Second, it isn’t clear my dad ever knew his life expectancy during his final six years. The same specialist treated him all that time, and my dad had never asked how long he had left. Instead, he kept moving forward, optimistic and strong. Did he have the willpower not to Google his condition and gauge his prognosis? Quite possibly. In any event, he lived as he had always lived right to the end. He fell that night in the den, hit his head, regained consciousness, got a glass of water and Tylenol for what he described as a normal headache, sat back down with his love, Hadassah, and shortly thereafter slumped in his seat. If he had any pain, it lasted no longer than a couple of minutes. It has helped us to hold on to this information, and perhaps it will comfort others who cared about him as well.

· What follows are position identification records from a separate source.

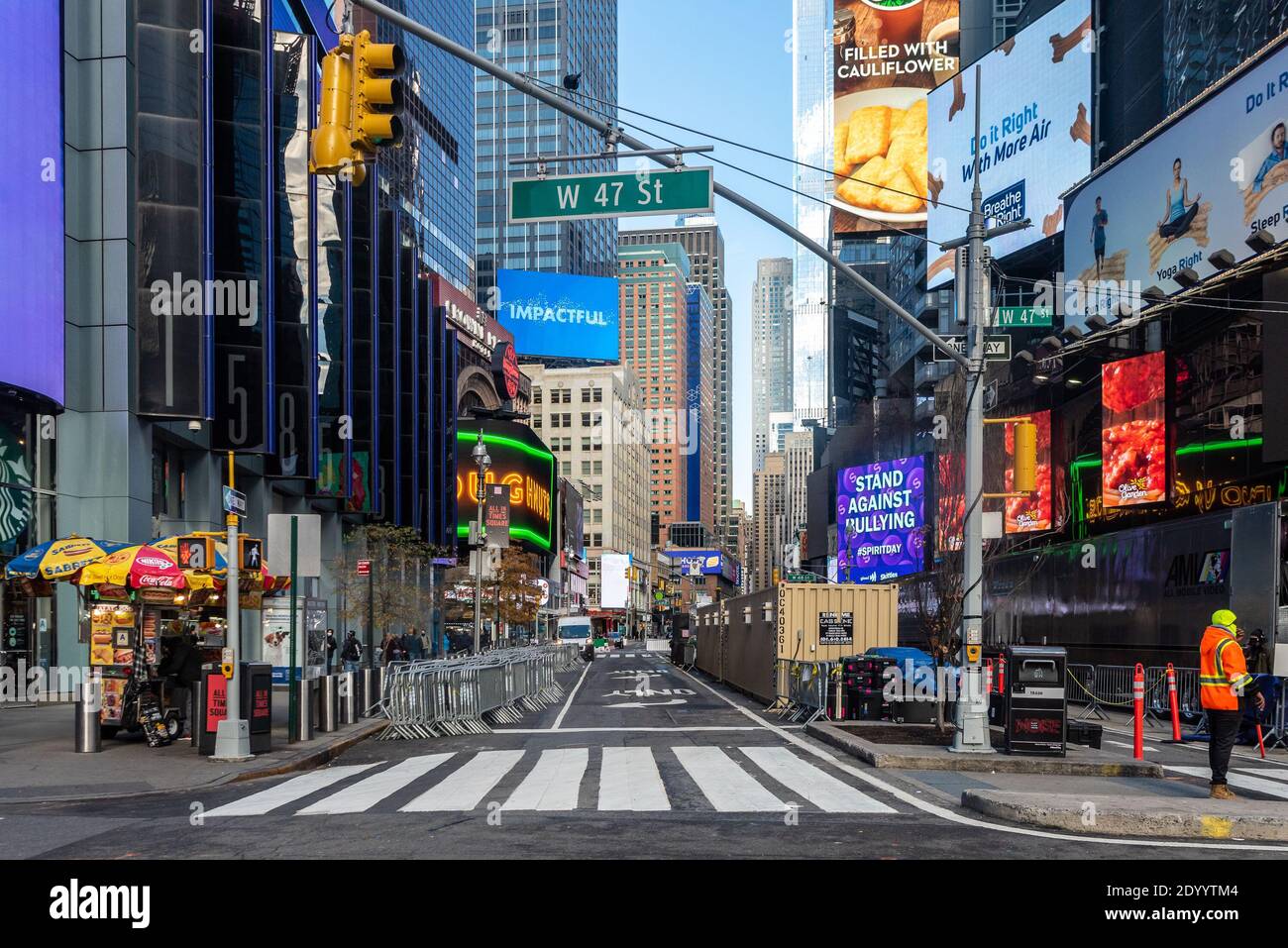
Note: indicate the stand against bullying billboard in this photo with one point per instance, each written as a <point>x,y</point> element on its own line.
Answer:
<point>887,55</point>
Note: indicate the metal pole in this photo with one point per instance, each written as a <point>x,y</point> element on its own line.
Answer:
<point>616,134</point>
<point>971,706</point>
<point>294,699</point>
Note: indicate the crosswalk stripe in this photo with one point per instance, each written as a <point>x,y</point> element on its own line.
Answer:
<point>295,789</point>
<point>629,781</point>
<point>725,785</point>
<point>553,784</point>
<point>818,788</point>
<point>1267,788</point>
<point>464,789</point>
<point>369,791</point>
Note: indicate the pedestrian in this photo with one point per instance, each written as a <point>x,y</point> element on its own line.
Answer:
<point>352,652</point>
<point>331,646</point>
<point>1223,681</point>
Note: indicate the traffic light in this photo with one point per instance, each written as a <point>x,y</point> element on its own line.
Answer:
<point>1025,456</point>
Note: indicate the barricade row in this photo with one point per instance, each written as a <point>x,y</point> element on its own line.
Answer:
<point>467,695</point>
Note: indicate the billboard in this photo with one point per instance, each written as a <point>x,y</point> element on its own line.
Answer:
<point>31,194</point>
<point>559,316</point>
<point>522,463</point>
<point>1133,430</point>
<point>887,54</point>
<point>1035,511</point>
<point>880,519</point>
<point>613,579</point>
<point>1206,183</point>
<point>1034,136</point>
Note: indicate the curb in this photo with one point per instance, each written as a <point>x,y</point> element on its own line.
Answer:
<point>309,760</point>
<point>1210,820</point>
<point>993,763</point>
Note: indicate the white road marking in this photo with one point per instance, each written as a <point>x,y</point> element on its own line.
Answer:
<point>294,789</point>
<point>820,789</point>
<point>553,784</point>
<point>725,785</point>
<point>629,781</point>
<point>463,790</point>
<point>372,790</point>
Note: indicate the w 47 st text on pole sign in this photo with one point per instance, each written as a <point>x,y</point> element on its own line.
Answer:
<point>619,194</point>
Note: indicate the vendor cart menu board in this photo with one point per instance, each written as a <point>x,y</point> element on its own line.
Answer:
<point>1133,430</point>
<point>836,629</point>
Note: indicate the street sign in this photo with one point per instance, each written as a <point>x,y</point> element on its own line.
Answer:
<point>617,194</point>
<point>235,501</point>
<point>1024,316</point>
<point>996,348</point>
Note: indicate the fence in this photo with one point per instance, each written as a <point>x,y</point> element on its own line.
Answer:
<point>467,695</point>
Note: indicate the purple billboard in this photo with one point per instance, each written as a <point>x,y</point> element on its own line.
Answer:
<point>31,194</point>
<point>880,520</point>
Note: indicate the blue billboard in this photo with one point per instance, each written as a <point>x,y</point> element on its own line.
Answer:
<point>559,316</point>
<point>31,194</point>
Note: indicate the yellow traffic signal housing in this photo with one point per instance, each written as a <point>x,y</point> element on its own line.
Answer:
<point>374,91</point>
<point>1025,458</point>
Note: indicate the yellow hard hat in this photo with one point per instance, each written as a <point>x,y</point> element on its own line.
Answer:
<point>1224,617</point>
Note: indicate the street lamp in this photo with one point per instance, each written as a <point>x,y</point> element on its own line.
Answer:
<point>483,462</point>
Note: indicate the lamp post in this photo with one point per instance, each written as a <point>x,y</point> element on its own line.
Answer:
<point>483,462</point>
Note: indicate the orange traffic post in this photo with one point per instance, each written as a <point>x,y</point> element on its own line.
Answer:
<point>1172,700</point>
<point>1137,693</point>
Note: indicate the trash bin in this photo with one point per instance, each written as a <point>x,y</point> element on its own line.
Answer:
<point>89,736</point>
<point>1035,708</point>
<point>329,703</point>
<point>257,703</point>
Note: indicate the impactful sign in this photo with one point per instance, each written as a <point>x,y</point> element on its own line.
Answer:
<point>1209,181</point>
<point>31,194</point>
<point>523,464</point>
<point>887,55</point>
<point>1034,136</point>
<point>1133,430</point>
<point>880,519</point>
<point>559,316</point>
<point>612,194</point>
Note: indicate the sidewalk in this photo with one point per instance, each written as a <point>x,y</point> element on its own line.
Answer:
<point>39,764</point>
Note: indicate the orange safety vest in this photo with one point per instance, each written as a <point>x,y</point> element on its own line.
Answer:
<point>1223,672</point>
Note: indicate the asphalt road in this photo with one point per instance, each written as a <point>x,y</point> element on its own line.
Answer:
<point>639,760</point>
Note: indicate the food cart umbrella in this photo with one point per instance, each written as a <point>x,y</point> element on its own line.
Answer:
<point>137,567</point>
<point>59,559</point>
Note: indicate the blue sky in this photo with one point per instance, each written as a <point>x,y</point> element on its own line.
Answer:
<point>721,67</point>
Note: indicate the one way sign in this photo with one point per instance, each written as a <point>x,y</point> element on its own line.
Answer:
<point>996,348</point>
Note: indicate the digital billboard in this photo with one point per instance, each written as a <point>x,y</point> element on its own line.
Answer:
<point>559,316</point>
<point>1133,430</point>
<point>31,194</point>
<point>1034,136</point>
<point>1206,183</point>
<point>880,519</point>
<point>522,463</point>
<point>887,55</point>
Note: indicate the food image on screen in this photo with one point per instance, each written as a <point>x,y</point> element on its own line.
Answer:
<point>1133,437</point>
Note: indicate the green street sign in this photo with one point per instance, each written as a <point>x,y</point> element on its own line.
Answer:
<point>1022,316</point>
<point>618,194</point>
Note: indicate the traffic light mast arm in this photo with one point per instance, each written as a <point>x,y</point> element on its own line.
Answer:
<point>617,134</point>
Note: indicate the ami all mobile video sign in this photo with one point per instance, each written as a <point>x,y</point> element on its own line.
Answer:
<point>31,194</point>
<point>880,520</point>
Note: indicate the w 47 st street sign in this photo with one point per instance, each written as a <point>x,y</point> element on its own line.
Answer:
<point>617,194</point>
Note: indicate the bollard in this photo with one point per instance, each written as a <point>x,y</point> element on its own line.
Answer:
<point>1171,699</point>
<point>89,736</point>
<point>1137,693</point>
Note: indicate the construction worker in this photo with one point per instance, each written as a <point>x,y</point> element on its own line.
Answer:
<point>1223,681</point>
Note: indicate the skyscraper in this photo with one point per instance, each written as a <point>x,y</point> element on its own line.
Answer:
<point>703,244</point>
<point>559,43</point>
<point>771,350</point>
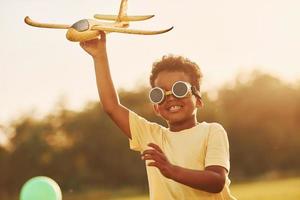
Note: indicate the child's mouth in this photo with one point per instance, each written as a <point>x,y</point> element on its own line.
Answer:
<point>174,108</point>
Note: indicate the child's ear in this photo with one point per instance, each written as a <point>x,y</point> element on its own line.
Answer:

Do I wish that we had understood his condition better and longer? In retrospect, not really. My dad wasn’t about death; he was about life — and living it. If I had to guess, he knew he had a serious illness and may not have wanted to know more than that. If he’d known his life expectancy in 2018 and shared it with us, to a significant extent these past six-plus years would have been counted down. He would have been counting them down, and we would have been counting them down. That’s not how my dad lived, and that’s not how he would have wanted people to see him. Consequently, he lived life at 110% until the end.
As was the case all through his blessed 82 years, he did it his way. There’s nothing about Joe Lieberman’s life to mourn except that it’s over.